On the other hand, I also love listening to music and looking out of the window, the music being a background to my mind’s lonesome journey. There are many ways to be in this zone. I’m currently thinking about how extraordinary it is that I’m a British-Indian whose family also has ties to East Africa is travelling from Germany to the Netherlands, where I live, listening to Chinese Hip-hop, on a train which was made with resources from goodness knows where, with a small suitcase that has seen at least ten countries… It is just so incredible. If someone says not to think about things too much because if you do, everything is weird, I always find myself strongly disagreeing. I love that so many things we take for granted are strange or at the very least, very layered. Your mind can take you to so many places. It can do this any day but its especially easy and extra special when you’re in the in-between travel dimension. My mind starts wandering and wondering further and frankly it is beautiful. Even if it sometimes goes to bad places, I somehow gain slight pleasure from savouring that too.
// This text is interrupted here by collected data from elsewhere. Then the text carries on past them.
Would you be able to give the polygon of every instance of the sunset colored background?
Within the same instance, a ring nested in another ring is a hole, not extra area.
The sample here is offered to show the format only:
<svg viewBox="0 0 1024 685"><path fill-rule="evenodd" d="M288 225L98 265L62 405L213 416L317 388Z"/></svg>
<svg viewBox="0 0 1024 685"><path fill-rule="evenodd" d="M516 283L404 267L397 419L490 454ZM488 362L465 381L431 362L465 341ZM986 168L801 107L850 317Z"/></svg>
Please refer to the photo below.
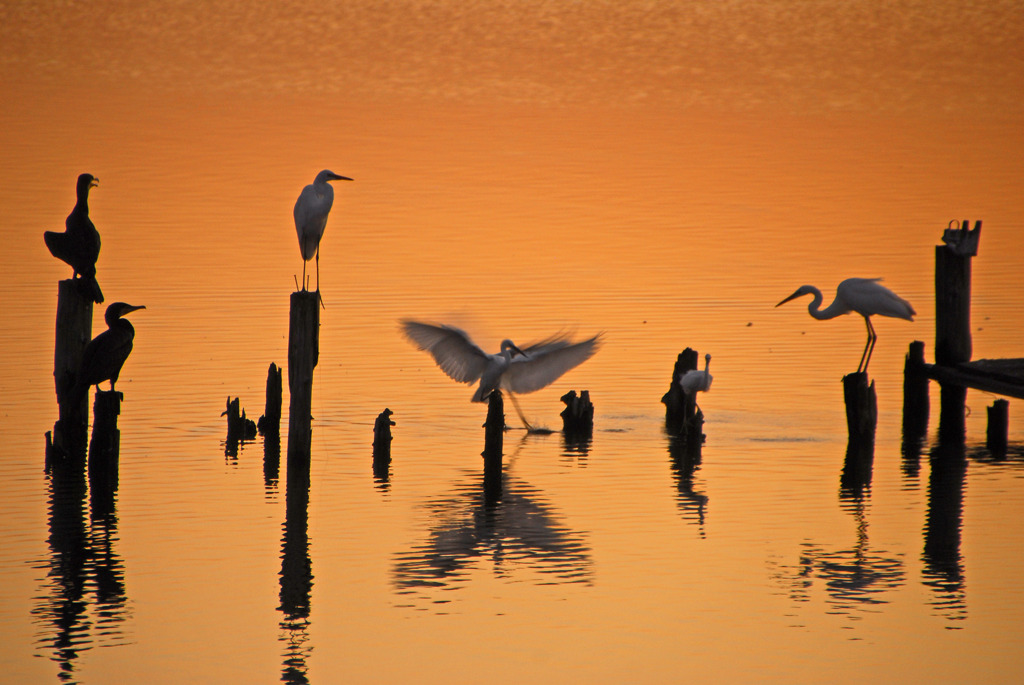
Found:
<svg viewBox="0 0 1024 685"><path fill-rule="evenodd" d="M920 455L901 436L950 221L984 222L974 357L1024 356L1020 3L5 2L0 45L5 678L1024 677L1016 401L996 459L996 398L968 393L952 487L929 458L937 389ZM296 618L284 467L265 469L262 438L225 455L220 412L239 397L259 416L267 366L287 361L292 206L323 168L355 182L335 184L321 249ZM103 519L43 471L70 269L42 233L82 172L100 180L94 335L106 304L146 306ZM849 276L918 312L875 320L879 426L856 493L840 379L863 323L774 307L804 283L827 304ZM488 351L603 333L519 398L558 429L559 397L589 390L593 440L526 436L509 407L505 497L484 507L484 408L402 318ZM684 472L659 400L687 346L715 380ZM385 407L386 483L370 469ZM942 568L924 551L936 511L955 520Z"/></svg>

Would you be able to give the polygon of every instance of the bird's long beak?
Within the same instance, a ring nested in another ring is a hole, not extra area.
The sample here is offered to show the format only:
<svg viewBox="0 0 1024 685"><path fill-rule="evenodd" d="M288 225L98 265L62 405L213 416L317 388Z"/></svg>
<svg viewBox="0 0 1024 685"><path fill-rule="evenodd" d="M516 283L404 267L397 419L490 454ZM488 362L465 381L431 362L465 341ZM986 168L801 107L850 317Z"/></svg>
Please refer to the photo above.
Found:
<svg viewBox="0 0 1024 685"><path fill-rule="evenodd" d="M332 181L352 181L352 180L355 180L355 179L351 179L348 176L338 176L337 174L335 174L334 178L332 178L331 180Z"/></svg>
<svg viewBox="0 0 1024 685"><path fill-rule="evenodd" d="M92 181L89 182L89 187L90 188L95 188L99 184L100 184L100 180L98 178L96 178L95 176L93 176L92 177Z"/></svg>
<svg viewBox="0 0 1024 685"><path fill-rule="evenodd" d="M775 306L776 306L776 307L781 307L782 305L786 304L786 303L787 303L787 302L789 302L790 300L792 300L792 299L794 299L794 298L797 298L797 297L799 297L799 296L800 296L800 291L799 291L799 290L797 290L797 291L796 291L795 293L793 293L792 295L790 295L789 297L787 297L786 299L784 299L784 300L783 300L782 302L779 302L779 303L778 303L777 305L775 305Z"/></svg>
<svg viewBox="0 0 1024 685"><path fill-rule="evenodd" d="M523 355L524 357L526 357L527 359L529 359L529 358L530 358L530 355L526 354L525 352L523 352L523 351L522 351L521 349L519 349L519 348L518 348L518 347L516 347L515 345L512 345L512 346L511 346L511 348L512 348L512 350L513 350L513 351L514 351L514 352L515 352L516 354L521 354L521 355Z"/></svg>
<svg viewBox="0 0 1024 685"><path fill-rule="evenodd" d="M124 316L125 314L131 313L131 312L134 312L134 311L138 311L140 309L145 309L145 308L146 308L146 305L144 305L144 304L140 304L138 306L128 305L125 308L124 312L122 312L121 316Z"/></svg>

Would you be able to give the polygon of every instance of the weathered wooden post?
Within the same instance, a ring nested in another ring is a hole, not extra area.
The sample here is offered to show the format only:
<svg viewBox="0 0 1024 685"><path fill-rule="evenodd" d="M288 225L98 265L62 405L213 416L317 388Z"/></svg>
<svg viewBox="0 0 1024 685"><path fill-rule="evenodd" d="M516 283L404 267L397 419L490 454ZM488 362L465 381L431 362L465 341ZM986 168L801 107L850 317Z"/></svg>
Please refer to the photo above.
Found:
<svg viewBox="0 0 1024 685"><path fill-rule="evenodd" d="M981 222L947 229L935 246L935 363L971 360L971 258L978 253Z"/></svg>
<svg viewBox="0 0 1024 685"><path fill-rule="evenodd" d="M967 432L966 403L967 388L939 383L939 442L963 444Z"/></svg>
<svg viewBox="0 0 1024 685"><path fill-rule="evenodd" d="M988 428L985 444L993 455L1005 457L1010 425L1010 403L1002 399L996 400L987 409Z"/></svg>
<svg viewBox="0 0 1024 685"><path fill-rule="evenodd" d="M89 441L89 488L93 508L112 511L117 492L121 431L117 417L124 399L117 390L99 390L93 404L92 439Z"/></svg>
<svg viewBox="0 0 1024 685"><path fill-rule="evenodd" d="M373 422L373 475L382 480L388 479L388 467L391 465L391 420L392 412L384 408Z"/></svg>
<svg viewBox="0 0 1024 685"><path fill-rule="evenodd" d="M843 399L850 442L874 445L875 426L878 424L875 382L871 381L869 385L868 374L864 371L843 376Z"/></svg>
<svg viewBox="0 0 1024 685"><path fill-rule="evenodd" d="M924 343L910 343L903 362L903 440L920 440L928 432L928 373L925 371Z"/></svg>
<svg viewBox="0 0 1024 685"><path fill-rule="evenodd" d="M662 395L661 402L665 405L665 431L669 435L677 435L689 439L694 434L694 422L697 416L697 399L689 396L679 387L679 377L687 371L697 368L697 350L687 347L676 357L672 368L672 379L668 391ZM700 421L703 426L703 418ZM700 441L701 428L696 427L697 441Z"/></svg>
<svg viewBox="0 0 1024 685"><path fill-rule="evenodd" d="M85 457L89 432L88 393L81 401L71 400L82 353L92 340L92 298L71 278L57 284L57 326L53 354L53 379L57 390L58 420L53 429L52 448L65 456Z"/></svg>
<svg viewBox="0 0 1024 685"><path fill-rule="evenodd" d="M274 362L267 369L267 400L256 427L264 435L281 433L281 369Z"/></svg>
<svg viewBox="0 0 1024 685"><path fill-rule="evenodd" d="M312 443L313 370L320 358L320 293L292 293L288 329L288 461L308 468Z"/></svg>
<svg viewBox="0 0 1024 685"><path fill-rule="evenodd" d="M484 423L484 498L497 502L502 494L502 450L505 440L505 400L495 390L487 400Z"/></svg>

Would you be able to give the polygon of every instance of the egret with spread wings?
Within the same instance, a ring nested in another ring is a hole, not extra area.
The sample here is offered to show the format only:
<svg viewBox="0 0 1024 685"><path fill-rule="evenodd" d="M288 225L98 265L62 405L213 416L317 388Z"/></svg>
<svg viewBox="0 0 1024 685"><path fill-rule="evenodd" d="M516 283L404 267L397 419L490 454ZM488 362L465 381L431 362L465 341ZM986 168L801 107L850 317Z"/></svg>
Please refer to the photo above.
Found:
<svg viewBox="0 0 1024 685"><path fill-rule="evenodd" d="M404 320L402 332L414 345L429 352L441 370L460 383L480 381L473 402L484 402L495 390L505 389L526 429L533 427L523 416L512 393L540 390L569 369L589 359L600 346L600 334L580 342L555 335L522 349L503 340L497 354L487 354L454 326Z"/></svg>

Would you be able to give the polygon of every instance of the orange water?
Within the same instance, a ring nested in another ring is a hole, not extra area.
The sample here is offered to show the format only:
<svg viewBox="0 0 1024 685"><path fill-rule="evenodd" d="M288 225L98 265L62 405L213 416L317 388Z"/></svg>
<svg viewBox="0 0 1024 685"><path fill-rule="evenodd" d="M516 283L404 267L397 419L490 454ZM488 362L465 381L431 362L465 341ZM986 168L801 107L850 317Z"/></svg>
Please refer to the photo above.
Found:
<svg viewBox="0 0 1024 685"><path fill-rule="evenodd" d="M984 449L994 398L968 394L952 485L900 438L903 355L919 339L931 357L950 220L984 220L975 357L1021 356L1014 3L2 12L14 680L1020 678L1022 539L1006 522L1024 511L1022 462ZM225 457L220 412L237 396L258 416L267 365L286 362L291 209L325 167L356 180L337 184L322 243L308 526L289 529L308 534L301 616L280 596L282 555L305 558L284 544L284 466L265 473L259 440ZM83 171L100 178L107 301L147 307L118 384L113 520L87 499L55 519L42 472L69 274L40 233ZM918 311L875 323L859 494L840 488L839 380L863 324L774 308L848 276L883 276ZM603 332L593 359L520 398L559 428L558 398L588 389L592 443L508 433L505 497L484 507L483 408L402 339L405 317L487 350ZM715 377L692 473L673 466L659 402L687 346ZM934 433L937 391L932 405ZM388 484L370 471L384 407ZM937 572L925 531L942 512L958 525ZM122 580L112 599L104 572Z"/></svg>

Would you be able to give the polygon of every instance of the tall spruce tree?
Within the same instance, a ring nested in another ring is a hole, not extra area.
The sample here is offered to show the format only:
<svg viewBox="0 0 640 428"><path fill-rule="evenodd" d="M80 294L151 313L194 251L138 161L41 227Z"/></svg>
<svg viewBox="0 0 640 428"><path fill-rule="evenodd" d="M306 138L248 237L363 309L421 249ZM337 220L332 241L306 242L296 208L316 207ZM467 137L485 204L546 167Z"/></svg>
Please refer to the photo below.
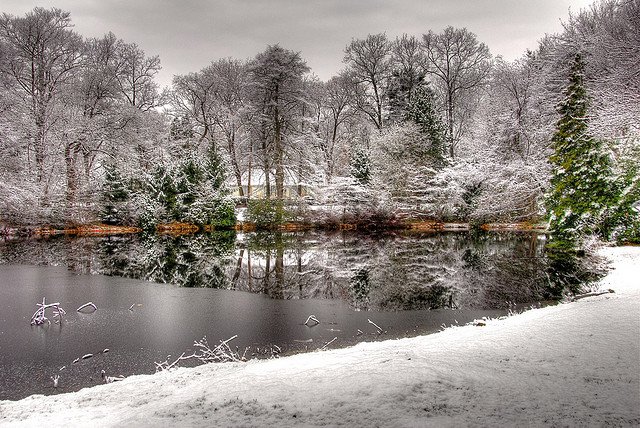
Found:
<svg viewBox="0 0 640 428"><path fill-rule="evenodd" d="M130 197L129 186L115 163L105 164L104 171L100 218L106 224L125 224L130 220L130 213L126 209Z"/></svg>
<svg viewBox="0 0 640 428"><path fill-rule="evenodd" d="M547 208L552 246L558 249L573 248L589 234L607 238L607 207L618 193L612 184L609 157L601 141L589 132L584 68L581 55L576 55L552 138L553 175Z"/></svg>
<svg viewBox="0 0 640 428"><path fill-rule="evenodd" d="M418 125L420 132L429 139L428 154L431 165L442 168L446 165L445 138L447 128L440 119L435 105L435 93L428 84L417 85L408 101L404 119Z"/></svg>

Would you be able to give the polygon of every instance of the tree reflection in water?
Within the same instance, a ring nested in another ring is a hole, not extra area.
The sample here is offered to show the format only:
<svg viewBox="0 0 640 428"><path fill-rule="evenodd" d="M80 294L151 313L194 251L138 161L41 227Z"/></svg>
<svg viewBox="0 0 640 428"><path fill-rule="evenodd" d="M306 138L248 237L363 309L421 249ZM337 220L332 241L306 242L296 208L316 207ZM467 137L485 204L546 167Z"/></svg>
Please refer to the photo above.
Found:
<svg viewBox="0 0 640 428"><path fill-rule="evenodd" d="M562 281L576 276L579 263L558 270L544 242L531 233L220 231L7 241L0 262L274 299L342 299L357 310L504 309L558 298Z"/></svg>

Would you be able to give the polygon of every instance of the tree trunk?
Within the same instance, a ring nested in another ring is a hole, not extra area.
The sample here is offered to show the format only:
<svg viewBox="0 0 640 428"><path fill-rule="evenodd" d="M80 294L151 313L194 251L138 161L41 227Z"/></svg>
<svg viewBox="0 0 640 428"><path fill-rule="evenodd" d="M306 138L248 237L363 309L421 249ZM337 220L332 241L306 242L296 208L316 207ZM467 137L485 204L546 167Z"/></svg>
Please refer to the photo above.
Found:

This morning, I woke up early a little stressed about whether I had all my documents and keys, my brain saying ‘But what if…’ and a million ridiculous shenanigans. Even though I’m pretty organised and good at travel, I was still nervous. Sucks, but it happens. But waking up early and seeing some things before I left turned out to be worth it. I felt a little carsick this morning but still took in the last of the country views as I breathed through the now distant nausea. Now that I’m on my second of four trains I feel good despite my slight headache and shoulder pain from sleeping awkwardly. I’ve finished a great audiobook, the second book in the Gentleman Bastards series, finished a TV show I loved, Bojack Horseman, and also wrote the draft of this blog. I’m loving this in-between time to myself.
I’m not constantly zen when travelling but learning to embrace journeys that can be a pain really helped better my full travel experience. I hope my insight proves interesting to my fellow travellers to have a nicer next journey.
Note to readers:
This post really flowed through my fingers. I tried writing blog posts weekly for a while, and I enjoyed it. It helped give some more discipline in writing, however, I found it was hard to maintain with study commitments and hence I took a break for a while. Forcing weekly blog posts proved difficult because I found great quality variations. They weren’t bad but they weren’t the passion pieces that I so greatly enjoyed writing and that people so greatly enjoyed reading. Examples of passionate pieces are my love letters to London and Ahmedabad, cities I know and love. So I hope I can channel more passion into my posts here-on out.